Opinion Editorial

ATTENTION

 By James Strauss

 

Success is counted sweetest by those who ne’er succeed. To comprehend a nectar requires the sorest need.” Emily Dickinson

What is the single most important human drive that humanity doesn’t possess a word to properly describe;

The need for attention.

The human need for attention is not only fundamental to the survival of individual members of the species; it is also key to the survival of the species as a whole. Despite its primacy to the human species it is not readily acknowledged. It is often hidden, deep inside the very heart of every person’s emotional center. The need for attention by every member of the species isn’t necessarily apparent in everyday communication with one another, and in fact, is often denied. Around the world, media of all kinds compete for consumers using the lure of providing the latest, hottest or most salacious stories. These outlets have correctly deduced that their consumers equate their own worth with the amount of attention the “News” they possess receives. The power associated with being merely the bearer of attention grabbing information is emblematic of how foundational the need for attention from other humans is. Social media was born only a few years ago on the Internet, and its growth, in every area, is one of the most phenomenal stories in all of human history. People join sites such as Facebook and Twitter to communicate with others, but also to garner attention for themselves. Often, though, members deny any purpose other than facilitating their ability to reach out and connect with others. With the rapid expansion of this new form of communication media, there has been a growing recognition of what is really stimulating member participation. As these drives are discovered, the media has taken action to harness and turn the phenomenon into hard cash. What were once open forums for communication, are now controlled online environments where the communication and interaction is more limited. The sites themselves often suffer from the same craven needs for attention that the individuals using the sites seem to possess in such unlimited quantity.
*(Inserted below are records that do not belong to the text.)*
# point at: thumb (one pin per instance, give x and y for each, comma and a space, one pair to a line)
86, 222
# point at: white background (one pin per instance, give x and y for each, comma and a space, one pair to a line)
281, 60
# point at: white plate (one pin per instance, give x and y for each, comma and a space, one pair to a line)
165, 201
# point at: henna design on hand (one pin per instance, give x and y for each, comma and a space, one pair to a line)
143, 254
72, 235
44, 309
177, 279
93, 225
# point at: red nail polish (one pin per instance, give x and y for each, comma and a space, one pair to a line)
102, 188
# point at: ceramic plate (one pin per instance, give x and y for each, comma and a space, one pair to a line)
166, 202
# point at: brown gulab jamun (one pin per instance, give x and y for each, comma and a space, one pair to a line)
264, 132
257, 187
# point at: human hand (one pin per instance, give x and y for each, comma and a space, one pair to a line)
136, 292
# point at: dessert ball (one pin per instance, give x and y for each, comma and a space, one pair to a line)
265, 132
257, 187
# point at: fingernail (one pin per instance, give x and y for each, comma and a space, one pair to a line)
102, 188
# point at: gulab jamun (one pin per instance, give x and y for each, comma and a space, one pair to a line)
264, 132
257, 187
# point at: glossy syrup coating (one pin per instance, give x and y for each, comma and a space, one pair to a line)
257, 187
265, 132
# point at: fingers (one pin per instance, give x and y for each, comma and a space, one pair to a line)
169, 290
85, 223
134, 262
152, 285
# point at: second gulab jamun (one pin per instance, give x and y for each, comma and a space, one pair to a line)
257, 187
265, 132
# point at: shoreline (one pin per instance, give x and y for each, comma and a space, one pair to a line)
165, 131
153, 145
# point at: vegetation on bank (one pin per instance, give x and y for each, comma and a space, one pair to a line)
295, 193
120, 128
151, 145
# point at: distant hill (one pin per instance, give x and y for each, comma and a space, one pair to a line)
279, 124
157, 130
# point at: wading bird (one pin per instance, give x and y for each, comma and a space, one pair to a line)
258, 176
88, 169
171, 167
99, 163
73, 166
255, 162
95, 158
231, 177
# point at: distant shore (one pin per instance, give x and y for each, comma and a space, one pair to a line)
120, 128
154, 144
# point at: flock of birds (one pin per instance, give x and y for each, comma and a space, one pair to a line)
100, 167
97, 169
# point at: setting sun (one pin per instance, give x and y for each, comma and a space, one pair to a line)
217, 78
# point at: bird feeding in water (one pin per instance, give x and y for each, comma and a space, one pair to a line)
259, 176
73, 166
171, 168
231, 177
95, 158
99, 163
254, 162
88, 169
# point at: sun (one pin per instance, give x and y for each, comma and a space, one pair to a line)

  Twitter,  Facebook, Instagram, Snap Chat and others have begun to ration the amount of “attention” the users receive by designing mathematical algorithms to harness, limit, and even deny users the attention they crave. “Boosting” is a word that was recently invented to cover one of the results of the application of limiting algorithms and participation tools. To “boost” an online comment is the practice of paying an Internet site to ensure that a comment is available to people, who earlier might have been able to see the comment for free. The sites now limit participation, controlling how many comments can be made, the amount of words allowed in any one comment, and even the content of such comments. These social media sites are not necessarily setting limits to make communication easier, clearer or improve its quality. They are limiting the amount, and type, of user participation to cash in on what they have come to recognize as the overwhelming need of humans to be noticed, to be paid attention to.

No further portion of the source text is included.